In this module, you will build upon the research completed by former 109ers. Using the results of their small molecule microarray (SMM) you will complete secondary assays to confirm the binders identified. Today you will use the data previously collected to identify 'hits', or ligands, that are able to bind FKBP12. Though you may be able to qualitatively visualize spots that appear to emit more fluorescence, it is important to complete quantitative analysis that supports your observations.

In Spring 2017, the class used microarrayer to read the fluorescence signals on the surface of the SMM at two excitation wavelengths. As noted previously, the 532 nm wavelength was used to excite fluorescein, which was printed in an 'X' pattern to assist with alignment. The 635 nm wavelength was used to excite the fluorophore-conjugated anti-His antibody, which should only bind FKBP12. A hit denotes a spot on the slide that emits a fluorescence signal significantly higher than the background fluorescence level. In terms of protein binding, a hit denotes that the FKBP12 protein is bound to a compound and the antibody is therefore localized to that position on the slide. You will analyze the fluorescence emission data collected by the microarray scanner using two quantitative approaches: a robust z score and a p-value.
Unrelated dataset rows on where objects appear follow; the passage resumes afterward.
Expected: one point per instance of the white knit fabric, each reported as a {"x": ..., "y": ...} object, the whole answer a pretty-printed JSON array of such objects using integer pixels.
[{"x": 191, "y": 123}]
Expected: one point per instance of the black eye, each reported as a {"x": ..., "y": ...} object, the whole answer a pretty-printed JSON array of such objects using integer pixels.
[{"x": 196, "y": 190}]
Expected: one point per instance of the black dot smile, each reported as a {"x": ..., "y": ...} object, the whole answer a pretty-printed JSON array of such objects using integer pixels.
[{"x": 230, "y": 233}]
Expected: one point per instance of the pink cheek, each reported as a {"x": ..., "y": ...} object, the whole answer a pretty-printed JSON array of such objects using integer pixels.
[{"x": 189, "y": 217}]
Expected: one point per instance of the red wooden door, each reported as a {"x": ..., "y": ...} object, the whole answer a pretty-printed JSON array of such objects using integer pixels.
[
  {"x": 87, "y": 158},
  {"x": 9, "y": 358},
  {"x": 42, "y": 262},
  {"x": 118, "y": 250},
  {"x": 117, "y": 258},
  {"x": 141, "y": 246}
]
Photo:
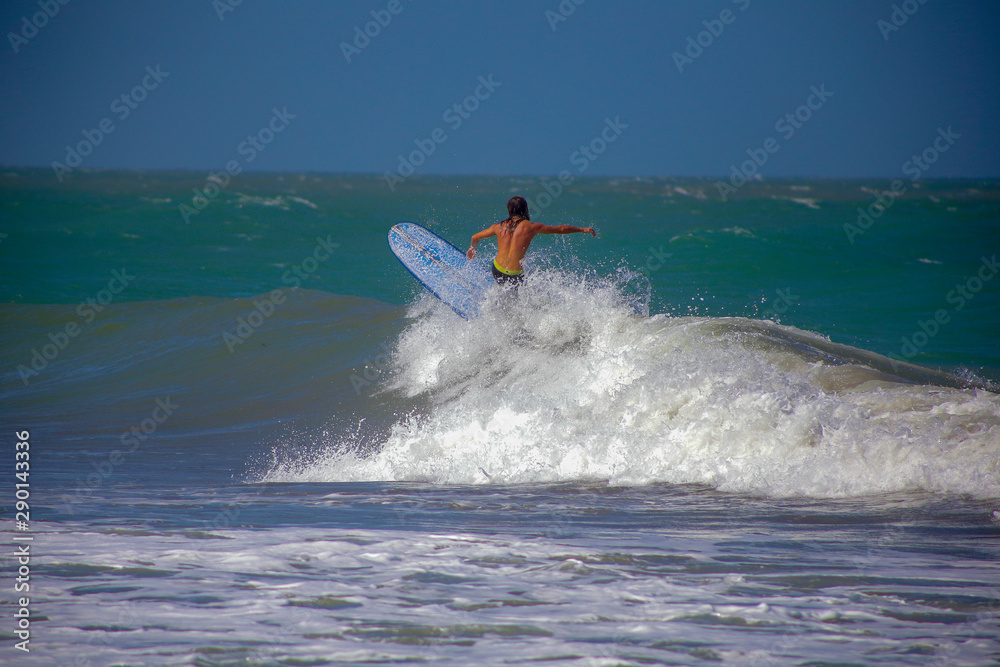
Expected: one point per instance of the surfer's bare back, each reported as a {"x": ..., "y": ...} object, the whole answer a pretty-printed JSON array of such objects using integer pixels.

Sp17 20.109 M1D6 spots.png

When the Koehler Lab prepared each printed glass slide, the microarrayer also produced a GAL file, or GenePix Array List, which can be viewed using Excel. The GAL file contains information about where each spot was printed, and what compound was printed there. However, the relationship between the GAL file and the actual contact of the print head is very imprecise. Instead, we will use the fluorescein guide spots to align the array in the GAL file to the true print location for each pin. For this alignment, we’ll use a tool provided by the Chemical Genetics Section at the NCI. This tool searches the scanned image for these guide spots and attempts to rotate, translate, and scale the array to best match the observed fluorescence. Following the alignment, we will compare the fluorescence at 635nm within the deposition region of each spot (foreground) to the fluorescence immediately outside of this region, where nothing was printed (background). We’ll use these values to calculate a robust z score. From the robust z score, we can determine the associated probability that the observed fluorescence occurred by chance (p-value), and if this probability is sufficiently low, we call the compound a hit.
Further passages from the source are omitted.